Im Australischen Outback, dahinschmelzend, und ohne Gepäck

Nach Neuseeland war also Australien an der Reihe. Die Emigration in Christchurch verlief reibungslos – Wenn man mal davon absieht, dass ich erst mein Taschenmesser im Handgepäck vergass, mich aber noch vor der Sicherheitskontrolle daran erinnerte und somit auch noch mein Handgepäck aufgeben liess. Fliegen mit Kamera, Pass und Laptop in den Händen ist doch auch mal was Neues! Dann muss man sich auch nicht mit den Mitreisenden um den knappen Platz fürs Handgepäck streiten…

In Australien läuft es mit der Immigration dann so, dass man immer sein Gepäck selbst durch den Zoll tragen muss, auch wenn man innerhalb Australiens noch weiter fliegt. Mein Ziel war Alice Springs – Also erst zum Baggage Claim, dann zur Immigration, dann zum Domestic Transfer. Bereits der erste Schritt dieses Prozederes schlug bei mir fehl; Nur der kleine Handgepäck-Rucksack kam in Sydney an. Ich war jedoch bei weitem nicht der einzige Passagier dieses Fluges, dessen Gepäck fehlte. Lost & Found startete grössere Abklärungen, fand tatsächlich noch mehr Gepäck dieses Flugs, aber mein Rucksack war auch da nicht dabei. Die Dame am Lost & Found schickte mich dann trotzdem zum nächsten Flug, ich solle mich in Alice Springs wieder am Schalter melden, sie würden mein Gepäck dann schon irgendwie finden und dort hinschaffen.

Also durch den Zoll mit meinem wenigen Gepäck (übrigens eine deutlich weniger gründliche Prozedur als drüben in Neuseeland), rüber zum Domestic Transfer Terminal, Handgepäck-Rucksack wieder aufgeben (das Taschenmesser war ja immer noch da), wieder mit Pass, Kamera und Laptop in den Händen ins Flugzeug. In Alice Springs am Schalter wurde mir dann bestätigt, dass das Gepäck gefunden wurde und unterwegs sei, aber erst am nächsten Tag eintreffe. Für mich war das zwar vor allem Good News, aber auch etwas Bad News: Am nächsten Morgen um 5:30 war ich auf eine Tour zum Uluru gebucht. Die Frau am Schalter klärte also mit dem Tour-Veranstalter ab, wie mein Gepäck am einfachsten Weg zu mir finden würde und leitete mein Gepäck zum Flughafen Ayer’s Rock um. Ausserdem erhielt ich noch ein Notfallkit mit Pyjama, Zahnbürste, Deo, etc., so dass ich wenigsten etwas für die Nacht etwas hatte.
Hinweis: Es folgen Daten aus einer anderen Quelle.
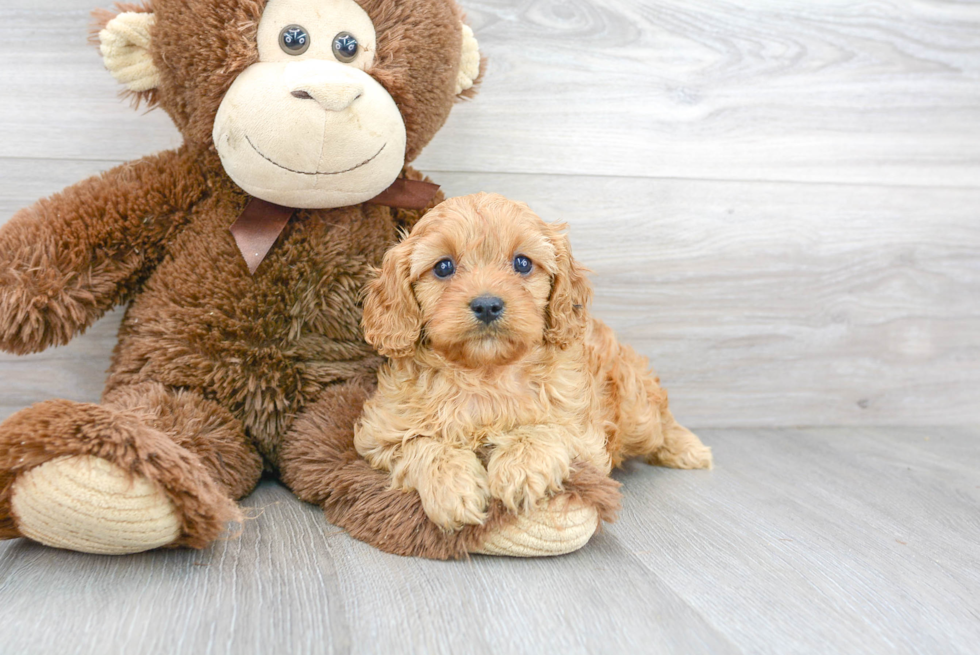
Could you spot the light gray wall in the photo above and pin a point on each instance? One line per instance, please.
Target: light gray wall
(781, 203)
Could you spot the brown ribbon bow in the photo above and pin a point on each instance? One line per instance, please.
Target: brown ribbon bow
(261, 222)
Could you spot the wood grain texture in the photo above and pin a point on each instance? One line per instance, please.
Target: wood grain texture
(829, 540)
(883, 92)
(759, 304)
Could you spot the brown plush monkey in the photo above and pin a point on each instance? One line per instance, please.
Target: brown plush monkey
(242, 256)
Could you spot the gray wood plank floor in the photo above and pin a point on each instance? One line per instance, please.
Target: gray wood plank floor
(858, 540)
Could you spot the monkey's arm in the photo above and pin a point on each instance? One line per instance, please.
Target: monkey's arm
(67, 259)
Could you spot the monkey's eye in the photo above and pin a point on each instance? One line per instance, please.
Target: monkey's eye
(444, 268)
(294, 40)
(522, 264)
(345, 47)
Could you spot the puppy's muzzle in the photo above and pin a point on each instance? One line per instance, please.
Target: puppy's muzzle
(487, 308)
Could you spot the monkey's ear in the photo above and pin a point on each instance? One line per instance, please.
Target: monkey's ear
(470, 63)
(125, 46)
(392, 319)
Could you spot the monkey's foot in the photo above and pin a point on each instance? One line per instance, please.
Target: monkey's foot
(90, 505)
(561, 527)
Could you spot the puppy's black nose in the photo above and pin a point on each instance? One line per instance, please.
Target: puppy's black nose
(487, 308)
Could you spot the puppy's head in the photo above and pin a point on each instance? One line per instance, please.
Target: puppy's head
(481, 280)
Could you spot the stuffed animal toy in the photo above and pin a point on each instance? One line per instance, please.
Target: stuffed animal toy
(500, 381)
(242, 256)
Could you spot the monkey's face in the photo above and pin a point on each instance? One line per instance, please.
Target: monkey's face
(306, 125)
(308, 103)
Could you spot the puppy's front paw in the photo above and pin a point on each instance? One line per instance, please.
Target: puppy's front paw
(525, 474)
(455, 492)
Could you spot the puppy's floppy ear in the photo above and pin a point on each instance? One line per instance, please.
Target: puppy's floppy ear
(571, 293)
(392, 319)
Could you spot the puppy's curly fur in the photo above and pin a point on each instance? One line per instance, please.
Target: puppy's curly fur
(469, 408)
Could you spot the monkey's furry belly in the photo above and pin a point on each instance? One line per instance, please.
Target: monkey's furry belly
(264, 347)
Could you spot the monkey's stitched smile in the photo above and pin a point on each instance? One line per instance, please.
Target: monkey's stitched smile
(292, 170)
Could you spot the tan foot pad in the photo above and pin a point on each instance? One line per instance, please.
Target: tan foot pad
(556, 530)
(87, 504)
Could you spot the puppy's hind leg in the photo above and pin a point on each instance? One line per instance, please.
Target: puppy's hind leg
(644, 425)
(681, 448)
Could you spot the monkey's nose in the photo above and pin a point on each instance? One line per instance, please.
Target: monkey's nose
(487, 308)
(332, 96)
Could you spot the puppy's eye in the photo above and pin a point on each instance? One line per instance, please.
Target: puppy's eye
(444, 268)
(522, 264)
(345, 47)
(294, 40)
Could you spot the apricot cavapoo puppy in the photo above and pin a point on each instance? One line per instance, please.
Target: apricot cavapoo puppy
(498, 378)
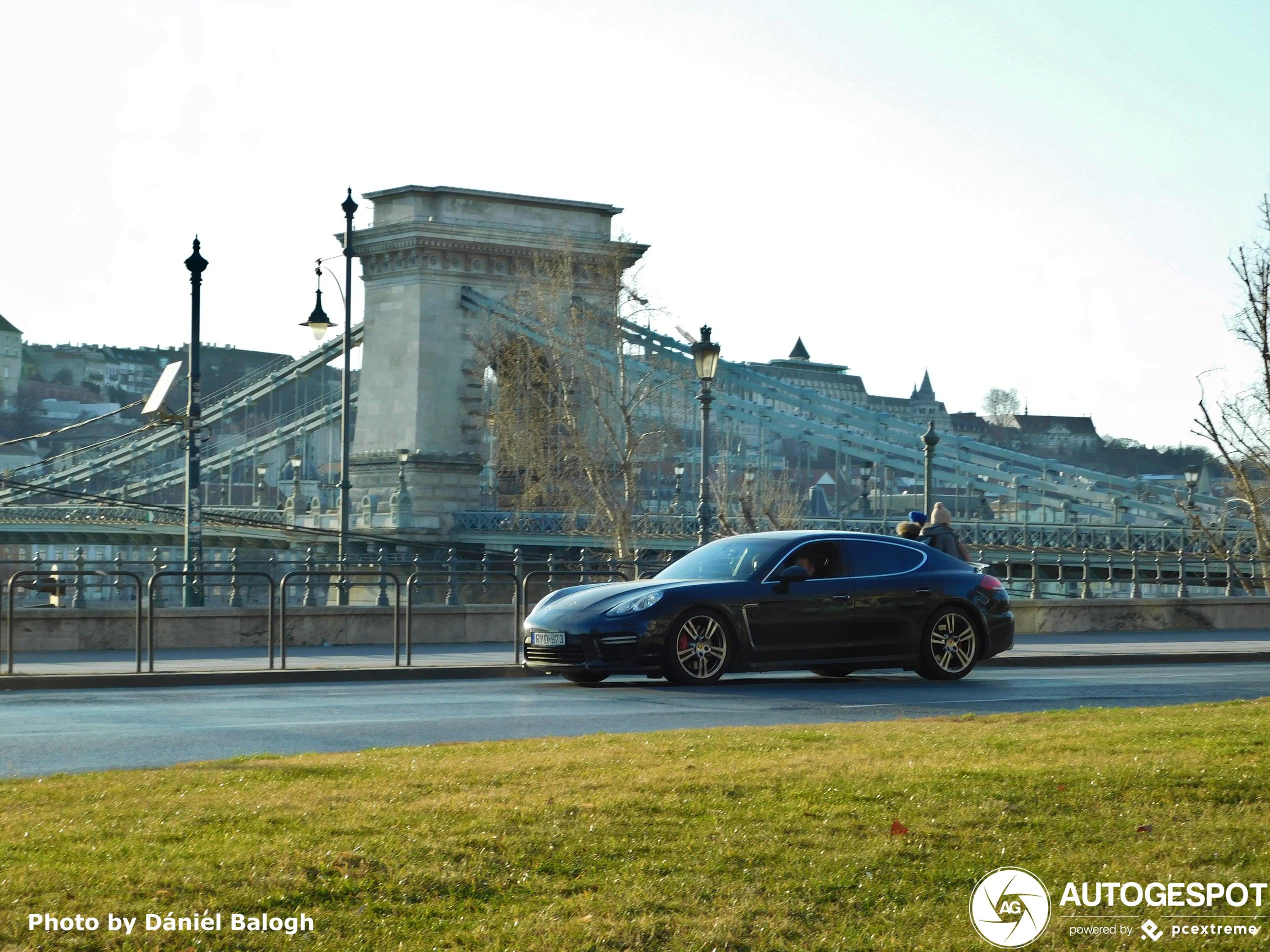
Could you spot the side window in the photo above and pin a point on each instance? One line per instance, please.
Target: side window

Bewaffnet mit meinem kleinen Rucksack und dem Notfallkit fuhr ich zum Hostel und checkte ein. Glücklicherweise war das Hostel gleichzeitig für meine Tour zuständig, so dass die weitere Kommunikation bezüglich meinem fehlenden Gepäck nicht schwierig war. Das würde schon alles wieder irgendwie klappen… Ausserdem hatte ich die wichtige Kommunikationseletronik sowie alle nötigen Dokumente auf mir, alles wirklich Notwendige war bei mir.

Ich verbrachte einen äusserst heissen Nachmittag, Abend und Sonnenuntergang in Alice Springs (Fotos!), einem kleinen Städtchen in der Mitte von Australien, wo nicht viel los ist – Ausser ein paar gewaltbereiten Alkoholikern, weswegen man es vermeiden sollte, nachts zu Fuss unterwegs zu sein. Äusserst heiss bedeutet hier übrigens so 38 bis 43 Grad. Selbst im Schatten fühlt es sich etwa so an, wie wenn man konstant von einem Warmluftföhn angeblasen wird, und in der Sonne… Könnt ihr euch ja vorstellen. Not cool! Deshalb trinkt man hier auch problemlos etwa 5 Liter Wasser am Tag, ohne dass man öfter aufs Klo muss.

Und so ging es am Morgen darauf auf Tour, ich immer noch in den gleichen, für diese Hitze denkbar ungeeigneten Kleidern, weiterhin ohne Gepäck.